I’ve never really found Wonder Woman to be an interesting character. Whenever I look at her, my attention is usually drawn to the historically better-written (usually male) superheroes that surround her. But what if Wonder Woman was the only figure in that crowd with whom I could identify? I grew up reading about and watching characters whose shoes I could easily place myself into. It’s one of the many perks of being a white male. Wonder Women! The Untold Story of American Superheroines helped me finally understand why Wonder Woman is such an iconic character, and an inspiration to so many women. It didn’t teach me much else that I didn’t already know about comics or feminism, but it’s a solid little documentary.
There’s never talk about “strong male characters” because men are usually written to be characters as a default, whereas women are more often plot devices. It’s something I used to never notice, because privilege is by its nature invisible to those who have it.
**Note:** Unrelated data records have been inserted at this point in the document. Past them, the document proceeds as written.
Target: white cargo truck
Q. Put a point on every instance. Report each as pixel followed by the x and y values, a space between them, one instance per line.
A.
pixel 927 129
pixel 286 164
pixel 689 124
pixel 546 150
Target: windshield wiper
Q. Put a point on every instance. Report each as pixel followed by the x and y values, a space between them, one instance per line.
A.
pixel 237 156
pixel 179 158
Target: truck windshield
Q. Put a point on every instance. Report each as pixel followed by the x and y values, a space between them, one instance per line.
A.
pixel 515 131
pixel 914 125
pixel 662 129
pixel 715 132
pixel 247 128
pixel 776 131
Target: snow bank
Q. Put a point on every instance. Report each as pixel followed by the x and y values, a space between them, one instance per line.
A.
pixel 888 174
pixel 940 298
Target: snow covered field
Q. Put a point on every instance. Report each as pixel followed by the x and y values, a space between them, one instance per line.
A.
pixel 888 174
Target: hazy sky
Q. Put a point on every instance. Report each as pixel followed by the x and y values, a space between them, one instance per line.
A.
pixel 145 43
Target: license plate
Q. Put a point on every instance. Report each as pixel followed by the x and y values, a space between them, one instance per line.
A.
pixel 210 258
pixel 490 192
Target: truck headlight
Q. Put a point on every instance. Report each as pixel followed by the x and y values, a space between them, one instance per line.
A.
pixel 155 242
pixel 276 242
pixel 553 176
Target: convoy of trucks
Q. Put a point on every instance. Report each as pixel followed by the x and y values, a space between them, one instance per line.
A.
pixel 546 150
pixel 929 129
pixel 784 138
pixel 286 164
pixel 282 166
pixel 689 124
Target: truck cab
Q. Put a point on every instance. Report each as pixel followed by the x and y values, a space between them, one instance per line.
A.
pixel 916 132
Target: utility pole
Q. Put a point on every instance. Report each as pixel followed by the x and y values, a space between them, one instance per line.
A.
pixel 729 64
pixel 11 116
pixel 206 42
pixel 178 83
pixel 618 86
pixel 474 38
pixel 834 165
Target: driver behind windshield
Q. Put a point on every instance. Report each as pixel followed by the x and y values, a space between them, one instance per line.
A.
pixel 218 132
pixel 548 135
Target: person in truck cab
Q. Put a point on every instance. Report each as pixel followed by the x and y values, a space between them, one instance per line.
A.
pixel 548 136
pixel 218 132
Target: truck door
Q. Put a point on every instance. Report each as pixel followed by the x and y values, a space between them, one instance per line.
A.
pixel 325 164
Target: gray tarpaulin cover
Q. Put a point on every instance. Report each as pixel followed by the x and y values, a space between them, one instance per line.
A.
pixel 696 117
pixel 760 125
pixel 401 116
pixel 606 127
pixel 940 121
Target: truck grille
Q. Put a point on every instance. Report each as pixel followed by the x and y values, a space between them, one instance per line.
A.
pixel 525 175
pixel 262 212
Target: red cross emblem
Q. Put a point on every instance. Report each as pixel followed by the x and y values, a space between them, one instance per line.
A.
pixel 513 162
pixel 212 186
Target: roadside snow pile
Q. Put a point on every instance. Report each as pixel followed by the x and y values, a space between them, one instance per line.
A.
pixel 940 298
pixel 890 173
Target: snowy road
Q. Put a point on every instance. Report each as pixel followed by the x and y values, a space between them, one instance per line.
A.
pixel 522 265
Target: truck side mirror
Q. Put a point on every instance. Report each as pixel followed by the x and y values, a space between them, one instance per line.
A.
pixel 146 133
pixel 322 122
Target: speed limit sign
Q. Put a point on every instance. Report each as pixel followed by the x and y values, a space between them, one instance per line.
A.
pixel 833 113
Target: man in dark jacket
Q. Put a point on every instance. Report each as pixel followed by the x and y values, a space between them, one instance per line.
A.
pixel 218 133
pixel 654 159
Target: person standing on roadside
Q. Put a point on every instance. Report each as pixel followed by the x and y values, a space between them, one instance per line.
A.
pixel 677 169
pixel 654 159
But females are starved for relatable protagonists, across all forms of media. Wonder Woman was an early glass ceiling-breaker, the sole female headliner of a superhero comic in a time when all the others were men. Even though she was created by a man (who used her as a vehicle to express his bondage fetish, to boot), she was confident, powerful, and never needed a man to save her. Despite the fact that, during WW’s 70 + year history, something like 90% of every writer she’s ever been handed to has badly bungled her, that core idea has been powerful enough to keep her popular. There’s a reason that she was put on the cover of first issue of Ms.
The documentary is half a biography of Wonder Woman as an icon, and half a survey of other female superheroes, and how women in general are treated by genre entertainment. The facts are often disheartening. Women are drastically underrepresented as lead characters, and those few who do manage to break through have an unnerving tendency to later be killed off, have their power taken away, or otherwise have their roles in their stories reduced. The reason for this is pretty basic: most writers are men. It’s not that they’re incapable of writing good women – it’s just that they lack the perspective and/or empathy needed to put together a fully-realized female character.
The movie mixes perspectives from both experts and ordinary people to make its points. Gloria Steinem, comics historian Trina Robbins, and culture critic Jen Stuller all lend a great academic perspective, while a tchotchke collector, a young girl who loves comics, and a normal fan of Wonder Woman, among others, demonstrate the effect the character has on the general public.
A sad trend emerges from the stories these people tell. A lot of female-centered entertainment has been less-than-progressive. The leads in the Wonder Woman TV show, The Bionic Woman, and Charlie’s Angels were all capable but also sex objects, subject to pervasive male gaze. But these characters were still revered by their female audience simply because they didn’t have anyone else to look up to. That’s not fair, and it’s not right. The documentary also chronicles how feminist movements have often tied in with women seizing on the power they gleaned from these figures and making it their own. It’s an interesting look at the nature of icons. Symbols have the meaning we imbue them with, regardless of whatever motivations went into their original creation.
At sixty minutes, the documentary is quite brisk. It touches on many subjects without being able to really delve into most of them. But the movie’s meant to be a discussion-starter, at which it mostly succeeds. Any gender, media, or sociology class would do well to fold this into into their curriculum. There are a few stylistic choices that don’t totally work (there are well-made graphics that bring old comics panels and other documents to life, but adding little girls reading the dialogue was a bad choice), but Wonder Women! is a solid little film.